Cytokine transcript levels in lung and spleen leukocytes of resistant and susceptible birds after intratracheal insufflation with RB1B-infective or control dander. (A) Chicken IFN-γ transcripts were measured in RNA extracted from lung leukocytes or spleen leukocytes. (B) IFN-α, IFN-β, IL-6, and IL-18 transcripts in RNA from spleen leukocytes measured using quantitative RT-PCR. All cytokine data were corrected using 28s RNA levels. Values shown are means ± SEM (n = 6).

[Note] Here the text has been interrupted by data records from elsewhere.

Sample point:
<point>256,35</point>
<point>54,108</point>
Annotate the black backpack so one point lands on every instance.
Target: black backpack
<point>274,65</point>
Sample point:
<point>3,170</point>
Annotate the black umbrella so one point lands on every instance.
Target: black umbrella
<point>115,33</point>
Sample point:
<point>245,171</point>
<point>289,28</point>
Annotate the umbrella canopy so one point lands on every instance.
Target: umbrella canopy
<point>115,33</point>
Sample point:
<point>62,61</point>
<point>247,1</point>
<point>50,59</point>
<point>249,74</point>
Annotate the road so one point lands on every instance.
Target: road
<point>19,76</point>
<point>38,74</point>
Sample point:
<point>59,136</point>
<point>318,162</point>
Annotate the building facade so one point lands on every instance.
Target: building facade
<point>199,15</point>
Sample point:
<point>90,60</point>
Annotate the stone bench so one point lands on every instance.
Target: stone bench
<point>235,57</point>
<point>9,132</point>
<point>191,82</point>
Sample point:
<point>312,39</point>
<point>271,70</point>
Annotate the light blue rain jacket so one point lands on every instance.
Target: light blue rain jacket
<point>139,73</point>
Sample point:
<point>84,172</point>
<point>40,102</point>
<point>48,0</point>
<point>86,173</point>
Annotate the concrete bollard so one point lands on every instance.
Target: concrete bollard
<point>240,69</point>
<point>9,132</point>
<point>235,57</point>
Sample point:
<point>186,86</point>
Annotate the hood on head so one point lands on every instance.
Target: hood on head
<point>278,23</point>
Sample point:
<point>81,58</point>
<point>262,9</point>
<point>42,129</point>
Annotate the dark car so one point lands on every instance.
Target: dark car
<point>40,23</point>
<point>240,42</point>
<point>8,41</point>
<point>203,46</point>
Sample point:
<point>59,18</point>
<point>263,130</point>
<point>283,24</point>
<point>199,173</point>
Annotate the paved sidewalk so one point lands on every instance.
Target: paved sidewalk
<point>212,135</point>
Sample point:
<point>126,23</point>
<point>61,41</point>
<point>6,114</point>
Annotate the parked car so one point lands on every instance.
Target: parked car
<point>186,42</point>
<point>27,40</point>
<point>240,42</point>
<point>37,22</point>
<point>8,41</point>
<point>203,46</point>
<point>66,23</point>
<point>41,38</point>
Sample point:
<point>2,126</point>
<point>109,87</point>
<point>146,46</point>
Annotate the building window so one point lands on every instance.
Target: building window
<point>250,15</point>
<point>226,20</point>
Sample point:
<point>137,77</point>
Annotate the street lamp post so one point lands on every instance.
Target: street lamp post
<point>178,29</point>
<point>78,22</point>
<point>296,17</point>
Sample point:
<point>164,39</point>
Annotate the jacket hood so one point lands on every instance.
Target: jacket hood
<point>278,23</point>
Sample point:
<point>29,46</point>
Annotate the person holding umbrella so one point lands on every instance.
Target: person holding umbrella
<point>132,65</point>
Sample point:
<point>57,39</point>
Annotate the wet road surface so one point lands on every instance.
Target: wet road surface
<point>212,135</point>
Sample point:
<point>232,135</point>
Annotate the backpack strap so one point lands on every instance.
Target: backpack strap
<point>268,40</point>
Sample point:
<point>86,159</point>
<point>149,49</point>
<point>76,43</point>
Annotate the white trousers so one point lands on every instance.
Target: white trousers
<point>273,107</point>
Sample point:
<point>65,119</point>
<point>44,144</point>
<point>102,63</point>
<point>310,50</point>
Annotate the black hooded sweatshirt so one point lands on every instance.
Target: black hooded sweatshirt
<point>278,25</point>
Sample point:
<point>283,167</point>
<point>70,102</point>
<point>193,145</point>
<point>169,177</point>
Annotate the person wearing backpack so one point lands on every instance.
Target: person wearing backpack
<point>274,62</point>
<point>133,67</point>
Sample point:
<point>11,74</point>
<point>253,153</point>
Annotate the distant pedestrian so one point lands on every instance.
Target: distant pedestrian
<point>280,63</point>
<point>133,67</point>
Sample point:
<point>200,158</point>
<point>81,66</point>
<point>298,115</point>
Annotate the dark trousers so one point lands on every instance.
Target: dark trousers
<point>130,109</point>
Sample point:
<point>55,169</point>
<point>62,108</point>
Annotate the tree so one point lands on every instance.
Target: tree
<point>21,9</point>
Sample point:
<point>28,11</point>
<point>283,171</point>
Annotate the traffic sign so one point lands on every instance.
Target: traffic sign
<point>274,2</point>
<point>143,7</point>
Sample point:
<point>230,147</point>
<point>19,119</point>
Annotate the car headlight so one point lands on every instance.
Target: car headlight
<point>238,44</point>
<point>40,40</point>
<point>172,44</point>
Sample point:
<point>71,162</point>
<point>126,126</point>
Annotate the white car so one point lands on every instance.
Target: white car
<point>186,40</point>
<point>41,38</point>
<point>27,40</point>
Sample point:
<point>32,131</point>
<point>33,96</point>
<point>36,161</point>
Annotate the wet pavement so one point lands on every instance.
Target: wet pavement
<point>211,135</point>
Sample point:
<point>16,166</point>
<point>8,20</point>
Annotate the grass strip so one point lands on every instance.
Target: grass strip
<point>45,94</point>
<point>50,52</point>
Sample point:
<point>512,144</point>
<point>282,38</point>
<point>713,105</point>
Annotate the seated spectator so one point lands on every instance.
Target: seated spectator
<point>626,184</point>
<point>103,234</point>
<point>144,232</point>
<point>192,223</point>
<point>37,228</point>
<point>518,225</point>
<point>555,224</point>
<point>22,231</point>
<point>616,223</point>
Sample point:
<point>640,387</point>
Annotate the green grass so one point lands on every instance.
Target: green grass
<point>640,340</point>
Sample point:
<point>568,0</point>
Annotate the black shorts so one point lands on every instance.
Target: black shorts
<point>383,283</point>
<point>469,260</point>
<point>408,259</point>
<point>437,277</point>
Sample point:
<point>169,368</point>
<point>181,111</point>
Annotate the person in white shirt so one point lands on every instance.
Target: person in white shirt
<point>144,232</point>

Increased CD8 T-cell population in the lung after infection

The effect of intratracheal insufflation of infective dander on proportions and location of lymphoid cells was investigated using flow cytometry. The percentage of T cells, B cells, and macrophages in the lungs and spleens of resistant and susceptible chickens during early viral replication was determined (Fig. 4). Overall, infection caused a significant increase (p < 0.01) in the ratio of lymphocytes in the lungs of both genotypes from 4 dpi onward, as measured by CD45 expression (data not shown). In the lung, the proportion of CD3⁺CD8αβ⁺ leukocytes increased from 4 dpi after insufflation in the infected compared to uninfected groups to around fourfold at 5 dpi in the susceptible chickens (p < 0.05). KUL-01⁺ macrophages displayed a similar profile, increasing to twofold over the uninfected controls by day 5 (p < 0.05). Pulmonary B cells were unaffected in number and remarkably similar between the groups. In the spleen, the percentage of B cells was significantly higher in resistant versus susceptible chickens, with the opposite being demonstrated for T cells. Genotype appeared to affect the cellular composition significantly more in the spleen. Other differences were restricted to a reduction in CD8αβ⁺ T cells at 4 and 5 dpi, and B cells at 5 dpi in the spleens of infected susceptible chickens.

FIG. 4.

Early changes in cell populations in the lungs and spleens following pulmonary infection. Single-cell analysis of lung and spleen leukocytes from resistant line 6 and susceptible line 7 chickens following pulmonary exposure to RB1B-infective or noninfective dander. CD8 T cells (A), CD4 T cells (B), B cells (C), or macrophages (D) were identified using flow cytometry and plotted as a ratio of the live cells. Values shown are means ± SEM (n = 6). Significant differences between infected and control chicken is represented as follows: susceptible *p < 0.05, **p < 0.01, and resistant ^# p < 0.05.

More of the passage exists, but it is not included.